I was asked to give a “State of the Season” to this point and I am honored to do so.  We just had another successful weekend which brought our total log count to around 1000 logs.  Great work, Aggies! That’s an impressive number especially with how many cuts have been cut short or cancelled due to weather so far this season.  It’s a testament to how motivated Aggies never give up and take on the job at hand with grit and determination. Keep it up! There is still a lot of logs to get out of those woods and I know you’ve got this.

This was also Family Cut and I think it was one of the biggest turnouts for that cut I have seen in all the years I have been a part of Bonfire.  Around 150 parents came out to see what their children spend their weekends doing and also received some firsthand knowledge on just how tough a job it really is.  Thank you to all of you that came out to Cut and thank you to ALL the parents that let their young people participate throughout the season. I know it probably sounded strange when your child first told you they were not coming home on a weekend because they were staying here to participate in Cut.  I imagine there were some conversations that started with “What!? I struggled to get you to mow the lawn, now you are staying there to clear brush!?” From the outside, it does sound strange, but the work these young people are putting in does much more than just clear some land or build a stack of logs that we burn.  Without even realizing it, they are building what will become lifelong bonds with their fellow Aggies. They are transforming themselves into strong young men and women with the resolve to take on any task or situation. They are becoming leaders and developing work ethics that will take them far in life. I know you are proud of them and you will become even prouder as you see what they accomplish and become as people.

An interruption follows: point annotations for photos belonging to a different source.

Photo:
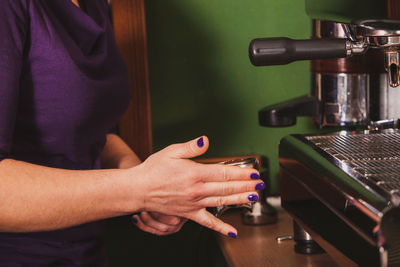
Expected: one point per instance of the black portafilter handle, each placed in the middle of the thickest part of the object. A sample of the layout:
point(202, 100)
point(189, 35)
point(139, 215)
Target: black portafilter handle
point(282, 50)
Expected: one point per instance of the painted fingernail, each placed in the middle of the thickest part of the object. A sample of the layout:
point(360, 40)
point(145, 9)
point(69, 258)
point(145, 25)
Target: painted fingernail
point(200, 142)
point(253, 197)
point(232, 234)
point(254, 176)
point(260, 186)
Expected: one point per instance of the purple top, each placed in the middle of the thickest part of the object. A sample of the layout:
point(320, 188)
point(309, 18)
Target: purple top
point(63, 86)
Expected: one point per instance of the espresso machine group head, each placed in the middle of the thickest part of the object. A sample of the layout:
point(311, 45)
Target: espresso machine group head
point(342, 189)
point(348, 60)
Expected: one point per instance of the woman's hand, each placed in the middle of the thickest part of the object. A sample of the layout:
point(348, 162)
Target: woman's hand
point(117, 154)
point(173, 184)
point(158, 223)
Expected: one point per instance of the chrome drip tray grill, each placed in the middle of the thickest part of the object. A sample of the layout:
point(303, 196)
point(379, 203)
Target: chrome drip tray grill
point(371, 158)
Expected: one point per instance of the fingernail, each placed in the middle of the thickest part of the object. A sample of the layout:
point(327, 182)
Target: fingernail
point(200, 142)
point(253, 197)
point(254, 176)
point(232, 234)
point(260, 186)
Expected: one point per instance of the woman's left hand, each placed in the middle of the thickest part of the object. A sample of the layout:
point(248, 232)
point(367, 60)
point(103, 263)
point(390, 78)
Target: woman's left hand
point(117, 154)
point(158, 223)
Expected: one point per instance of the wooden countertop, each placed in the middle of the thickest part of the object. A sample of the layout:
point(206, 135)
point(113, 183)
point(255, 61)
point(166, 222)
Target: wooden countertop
point(257, 245)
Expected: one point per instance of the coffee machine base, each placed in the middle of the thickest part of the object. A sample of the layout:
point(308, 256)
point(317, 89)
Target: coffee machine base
point(344, 189)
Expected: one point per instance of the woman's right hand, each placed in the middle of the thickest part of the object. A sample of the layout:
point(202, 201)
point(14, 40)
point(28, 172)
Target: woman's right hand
point(173, 184)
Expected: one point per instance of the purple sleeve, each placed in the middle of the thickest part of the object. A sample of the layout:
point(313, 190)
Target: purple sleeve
point(13, 29)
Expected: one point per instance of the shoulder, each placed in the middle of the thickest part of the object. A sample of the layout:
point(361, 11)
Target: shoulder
point(14, 8)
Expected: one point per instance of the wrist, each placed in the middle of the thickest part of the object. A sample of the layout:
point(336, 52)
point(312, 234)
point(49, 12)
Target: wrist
point(131, 191)
point(128, 161)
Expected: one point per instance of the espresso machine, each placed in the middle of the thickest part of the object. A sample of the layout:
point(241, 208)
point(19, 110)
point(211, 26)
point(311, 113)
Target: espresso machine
point(342, 186)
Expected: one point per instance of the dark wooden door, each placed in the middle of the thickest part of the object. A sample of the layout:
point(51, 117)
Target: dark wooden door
point(130, 32)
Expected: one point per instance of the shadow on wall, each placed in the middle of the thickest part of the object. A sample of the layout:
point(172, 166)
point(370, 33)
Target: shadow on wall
point(181, 111)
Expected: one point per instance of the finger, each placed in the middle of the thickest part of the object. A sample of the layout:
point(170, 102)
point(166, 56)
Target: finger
point(235, 199)
point(138, 223)
point(231, 188)
point(208, 220)
point(220, 172)
point(166, 219)
point(191, 149)
point(149, 221)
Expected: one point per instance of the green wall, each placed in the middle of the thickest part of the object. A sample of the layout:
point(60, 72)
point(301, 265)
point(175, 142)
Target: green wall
point(202, 81)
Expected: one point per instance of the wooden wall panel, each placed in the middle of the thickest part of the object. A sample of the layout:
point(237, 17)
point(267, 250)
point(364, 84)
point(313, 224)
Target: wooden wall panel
point(130, 32)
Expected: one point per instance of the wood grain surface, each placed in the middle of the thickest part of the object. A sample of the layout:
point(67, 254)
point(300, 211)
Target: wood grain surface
point(257, 245)
point(129, 21)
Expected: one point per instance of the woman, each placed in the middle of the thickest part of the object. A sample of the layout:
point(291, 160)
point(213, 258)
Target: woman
point(63, 88)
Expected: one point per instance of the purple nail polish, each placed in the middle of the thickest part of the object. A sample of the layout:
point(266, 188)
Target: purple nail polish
point(253, 197)
point(200, 142)
point(232, 234)
point(260, 186)
point(254, 176)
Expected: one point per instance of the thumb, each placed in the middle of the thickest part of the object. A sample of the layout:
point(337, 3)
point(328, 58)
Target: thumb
point(191, 149)
point(208, 220)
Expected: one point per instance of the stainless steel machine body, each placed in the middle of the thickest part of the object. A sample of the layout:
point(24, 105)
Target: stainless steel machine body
point(344, 189)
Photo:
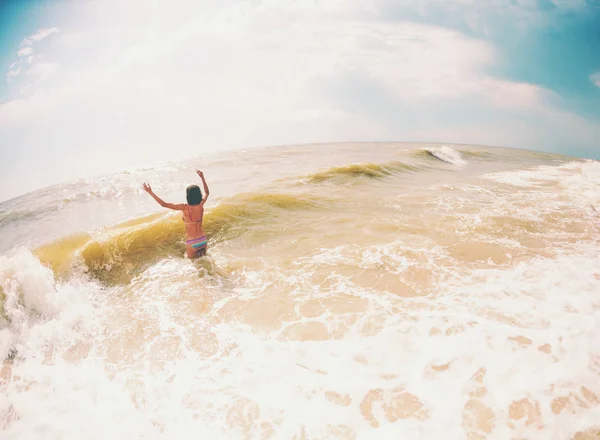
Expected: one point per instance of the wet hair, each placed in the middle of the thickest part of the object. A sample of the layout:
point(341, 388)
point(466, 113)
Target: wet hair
point(193, 195)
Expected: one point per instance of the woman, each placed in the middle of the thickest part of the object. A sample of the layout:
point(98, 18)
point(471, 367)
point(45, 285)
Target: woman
point(193, 212)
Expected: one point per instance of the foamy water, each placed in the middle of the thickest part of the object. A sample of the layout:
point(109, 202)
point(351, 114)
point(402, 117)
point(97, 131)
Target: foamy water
point(351, 292)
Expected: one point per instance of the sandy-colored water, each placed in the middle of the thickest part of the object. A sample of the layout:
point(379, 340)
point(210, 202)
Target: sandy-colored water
point(353, 291)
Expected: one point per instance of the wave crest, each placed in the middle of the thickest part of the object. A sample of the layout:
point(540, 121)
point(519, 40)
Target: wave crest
point(364, 170)
point(121, 252)
point(445, 154)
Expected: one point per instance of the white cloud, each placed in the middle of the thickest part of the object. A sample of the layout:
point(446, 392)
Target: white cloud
point(25, 51)
point(38, 36)
point(13, 72)
point(153, 81)
point(25, 54)
point(42, 71)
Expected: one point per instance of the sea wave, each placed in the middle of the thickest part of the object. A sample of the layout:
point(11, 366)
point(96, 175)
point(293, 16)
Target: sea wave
point(122, 251)
point(361, 170)
point(444, 154)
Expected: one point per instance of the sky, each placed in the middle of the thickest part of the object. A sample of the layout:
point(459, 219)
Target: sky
point(89, 87)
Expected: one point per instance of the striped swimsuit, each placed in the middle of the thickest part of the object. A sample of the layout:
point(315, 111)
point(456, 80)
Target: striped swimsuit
point(199, 243)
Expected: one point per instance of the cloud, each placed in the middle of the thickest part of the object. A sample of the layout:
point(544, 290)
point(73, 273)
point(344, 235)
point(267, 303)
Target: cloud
point(25, 51)
point(153, 82)
point(25, 55)
point(39, 36)
point(42, 71)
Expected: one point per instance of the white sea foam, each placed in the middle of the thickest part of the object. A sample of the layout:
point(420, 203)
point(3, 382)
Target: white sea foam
point(448, 155)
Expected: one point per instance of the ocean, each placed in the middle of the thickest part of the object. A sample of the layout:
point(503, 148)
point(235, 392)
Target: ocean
point(350, 291)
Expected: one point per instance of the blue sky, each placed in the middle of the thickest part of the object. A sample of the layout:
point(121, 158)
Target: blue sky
point(89, 87)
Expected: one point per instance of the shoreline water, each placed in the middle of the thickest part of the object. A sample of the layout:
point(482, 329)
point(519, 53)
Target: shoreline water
point(389, 291)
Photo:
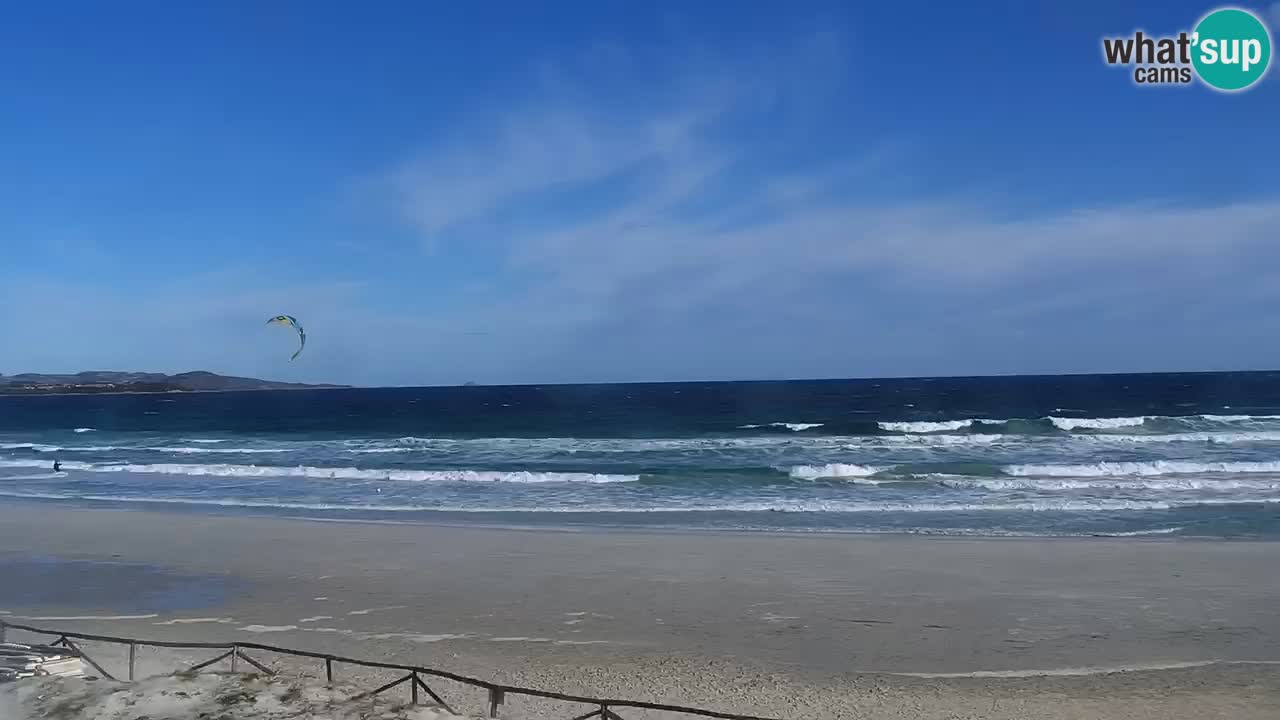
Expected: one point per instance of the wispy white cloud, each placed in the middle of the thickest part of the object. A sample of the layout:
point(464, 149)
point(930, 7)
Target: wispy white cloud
point(686, 226)
point(689, 231)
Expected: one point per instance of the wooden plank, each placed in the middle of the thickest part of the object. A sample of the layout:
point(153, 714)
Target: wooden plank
point(435, 697)
point(465, 679)
point(255, 662)
point(90, 660)
point(384, 688)
point(208, 662)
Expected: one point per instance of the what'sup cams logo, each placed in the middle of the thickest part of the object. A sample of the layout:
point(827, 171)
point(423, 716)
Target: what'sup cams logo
point(1229, 50)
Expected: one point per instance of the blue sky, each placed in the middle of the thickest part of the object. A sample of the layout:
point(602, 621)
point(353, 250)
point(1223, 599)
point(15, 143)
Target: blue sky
point(626, 191)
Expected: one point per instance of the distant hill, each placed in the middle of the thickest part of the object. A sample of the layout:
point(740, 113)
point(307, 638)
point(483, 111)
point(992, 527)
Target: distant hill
point(110, 381)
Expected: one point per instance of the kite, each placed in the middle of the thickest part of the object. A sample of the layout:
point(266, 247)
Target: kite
point(292, 322)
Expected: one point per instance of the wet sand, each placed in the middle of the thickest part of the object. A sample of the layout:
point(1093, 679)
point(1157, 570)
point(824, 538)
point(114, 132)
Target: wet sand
point(785, 625)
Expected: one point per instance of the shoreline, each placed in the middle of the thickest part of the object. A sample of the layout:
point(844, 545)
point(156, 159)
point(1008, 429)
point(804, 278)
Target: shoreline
point(264, 513)
point(785, 625)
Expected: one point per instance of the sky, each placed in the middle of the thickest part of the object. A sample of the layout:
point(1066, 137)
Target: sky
point(609, 191)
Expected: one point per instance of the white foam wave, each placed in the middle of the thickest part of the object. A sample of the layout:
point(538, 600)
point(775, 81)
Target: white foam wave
point(1143, 468)
point(926, 427)
point(1069, 505)
point(935, 440)
point(832, 470)
point(792, 427)
point(1096, 423)
point(1215, 437)
point(40, 447)
point(338, 473)
point(1055, 484)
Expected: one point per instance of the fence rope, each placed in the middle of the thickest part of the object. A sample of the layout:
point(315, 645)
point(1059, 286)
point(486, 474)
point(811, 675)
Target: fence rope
point(496, 689)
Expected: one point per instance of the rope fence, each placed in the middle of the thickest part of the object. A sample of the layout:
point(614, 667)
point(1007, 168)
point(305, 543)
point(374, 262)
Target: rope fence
point(234, 652)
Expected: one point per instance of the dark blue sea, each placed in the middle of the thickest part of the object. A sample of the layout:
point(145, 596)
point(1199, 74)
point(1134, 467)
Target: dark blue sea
point(1075, 455)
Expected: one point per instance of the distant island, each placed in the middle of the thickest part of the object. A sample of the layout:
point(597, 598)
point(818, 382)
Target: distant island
point(106, 381)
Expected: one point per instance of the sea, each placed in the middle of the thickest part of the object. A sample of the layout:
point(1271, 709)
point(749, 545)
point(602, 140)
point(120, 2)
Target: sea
point(1138, 455)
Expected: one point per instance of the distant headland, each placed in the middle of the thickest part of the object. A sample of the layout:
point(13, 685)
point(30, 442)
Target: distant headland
point(108, 382)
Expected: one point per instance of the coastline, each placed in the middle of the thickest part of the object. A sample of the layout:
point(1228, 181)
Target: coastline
point(749, 621)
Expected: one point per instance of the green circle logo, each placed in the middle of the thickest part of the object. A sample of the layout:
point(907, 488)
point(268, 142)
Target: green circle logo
point(1232, 49)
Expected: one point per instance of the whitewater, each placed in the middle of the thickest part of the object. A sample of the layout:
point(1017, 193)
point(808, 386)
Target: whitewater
point(1208, 468)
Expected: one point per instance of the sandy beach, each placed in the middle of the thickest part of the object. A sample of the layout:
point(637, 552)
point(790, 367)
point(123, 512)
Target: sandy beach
point(821, 625)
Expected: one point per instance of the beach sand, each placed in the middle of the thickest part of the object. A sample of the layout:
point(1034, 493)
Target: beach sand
point(763, 624)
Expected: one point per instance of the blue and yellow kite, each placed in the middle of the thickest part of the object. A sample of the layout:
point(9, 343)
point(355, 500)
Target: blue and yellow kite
point(292, 322)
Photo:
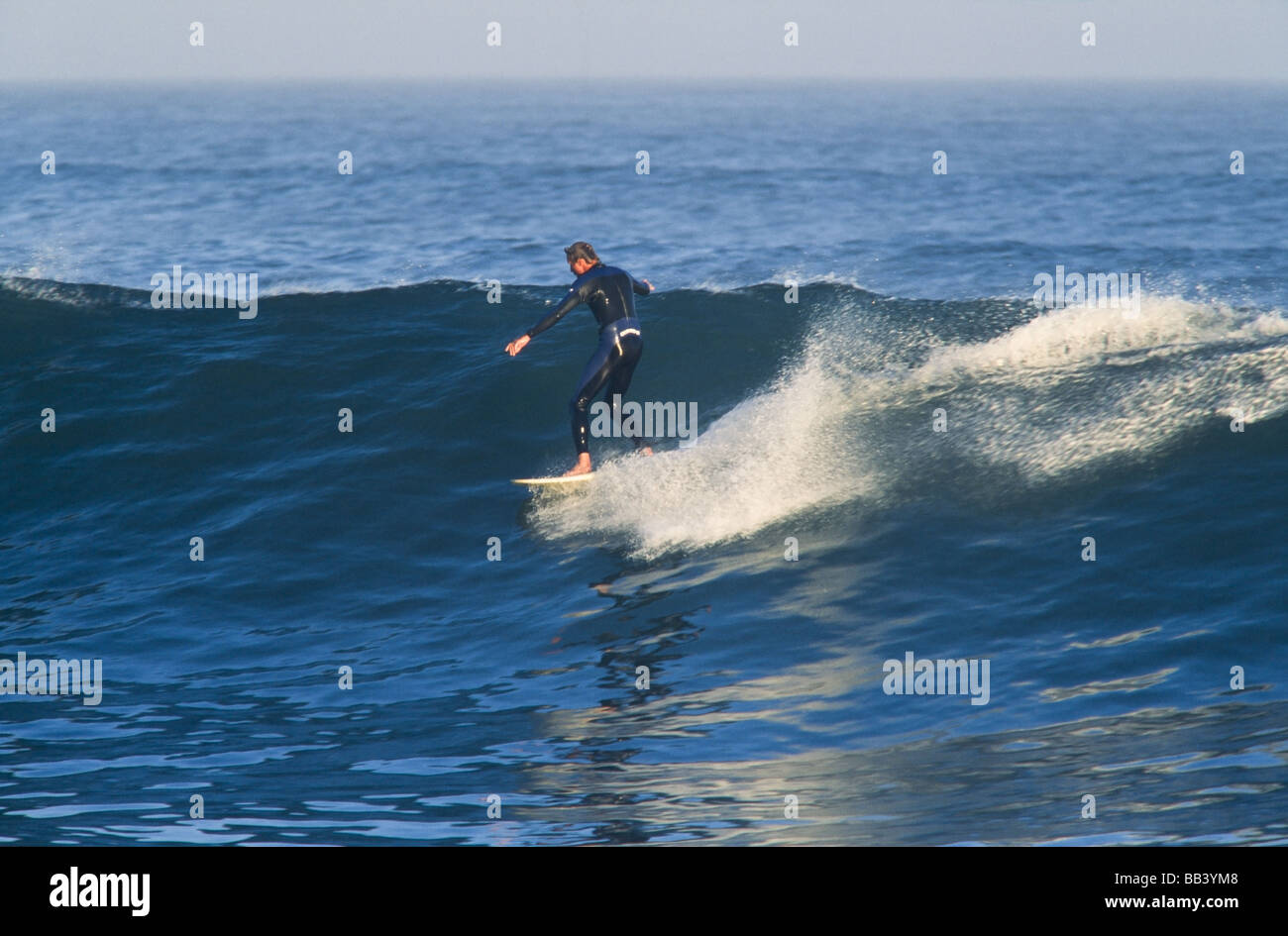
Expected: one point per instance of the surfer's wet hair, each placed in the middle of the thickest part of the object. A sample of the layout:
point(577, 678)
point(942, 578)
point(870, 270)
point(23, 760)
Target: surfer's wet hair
point(581, 252)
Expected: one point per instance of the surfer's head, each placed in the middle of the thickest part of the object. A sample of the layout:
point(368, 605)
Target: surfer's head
point(581, 257)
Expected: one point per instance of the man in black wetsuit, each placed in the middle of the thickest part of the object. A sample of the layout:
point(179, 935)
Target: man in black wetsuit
point(606, 290)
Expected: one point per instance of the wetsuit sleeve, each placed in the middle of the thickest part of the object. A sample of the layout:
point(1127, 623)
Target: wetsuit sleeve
point(571, 301)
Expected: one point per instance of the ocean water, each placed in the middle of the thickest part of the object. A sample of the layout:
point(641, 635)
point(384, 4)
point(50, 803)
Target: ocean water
point(514, 683)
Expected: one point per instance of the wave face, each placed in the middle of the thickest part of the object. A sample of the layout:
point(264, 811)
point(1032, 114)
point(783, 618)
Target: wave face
point(1086, 522)
point(1028, 404)
point(816, 434)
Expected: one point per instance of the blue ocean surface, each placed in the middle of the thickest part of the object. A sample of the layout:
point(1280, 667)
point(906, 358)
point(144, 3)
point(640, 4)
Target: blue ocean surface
point(912, 458)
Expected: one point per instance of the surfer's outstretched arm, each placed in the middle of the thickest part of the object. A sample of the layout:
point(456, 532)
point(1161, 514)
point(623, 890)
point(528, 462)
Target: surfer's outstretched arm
point(571, 301)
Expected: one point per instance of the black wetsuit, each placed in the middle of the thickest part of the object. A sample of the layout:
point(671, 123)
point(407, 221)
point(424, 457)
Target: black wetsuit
point(606, 290)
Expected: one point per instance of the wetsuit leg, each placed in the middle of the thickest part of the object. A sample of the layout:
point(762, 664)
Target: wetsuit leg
point(592, 380)
point(619, 380)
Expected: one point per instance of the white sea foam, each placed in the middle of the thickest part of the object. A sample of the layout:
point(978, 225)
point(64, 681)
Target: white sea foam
point(1056, 395)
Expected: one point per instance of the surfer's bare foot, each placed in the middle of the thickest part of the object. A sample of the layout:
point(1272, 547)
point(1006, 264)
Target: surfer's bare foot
point(581, 468)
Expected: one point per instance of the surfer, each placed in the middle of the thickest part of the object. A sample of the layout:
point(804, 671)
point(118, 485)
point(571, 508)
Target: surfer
point(606, 290)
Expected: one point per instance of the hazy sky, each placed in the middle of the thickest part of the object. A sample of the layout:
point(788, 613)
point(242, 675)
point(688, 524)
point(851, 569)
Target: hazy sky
point(673, 39)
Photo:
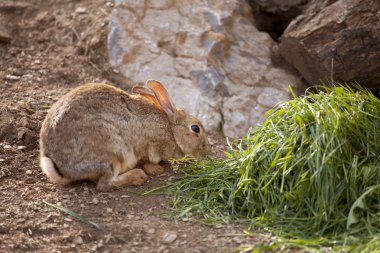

Family Cut is also a good time for the students to see just how much the work they are doing can affect those that are not directly involved in Bonfire.  Most of us that have built Bonfire went through that phase where you just didn’t think that anyone that has never worked on Bonfire could have the same pride and spirit as you.  As you gain perspective, you realize that Bonfire means something to all Aggies and, although it may not be the same point-of-view, that same pride and spirit is there. As a person directly working on Bonfire, you get to realize another sense of pride in that something you and your friends built is a source of pride and spirit for ALL Aggies.   When the parents are out, you get a first taste of that. This Family Cut was no different. As I walked around the woods and listened to the conversations happening, one common thread was there: The pride that the parents have in what all these young people (their young people) are doing. That’s just the beginning. You will see that same pride in the faces of old Ags, current students, and even future Aggies whenever Bonfire is mentioned, discussed, or watched.  You did that, Ags. You and all your hard work to this point.

Thank you, once again, parents, for sharing your young people with us.  Crews, thank you for your work so far. Do what you need to do to get ready to Build the Hell Outta Bonfire this weekend.  Study, hydrate, check your equipment, and get some sleep.

Snowflakes melt out here…  But they are picked up and reformed into something strong that everyone can be proud of.

Scott Coker ‘92

Chairman – Board of Directors

Bonfire is the undying flame of love that every loyal Aggie carries in their heart for the school.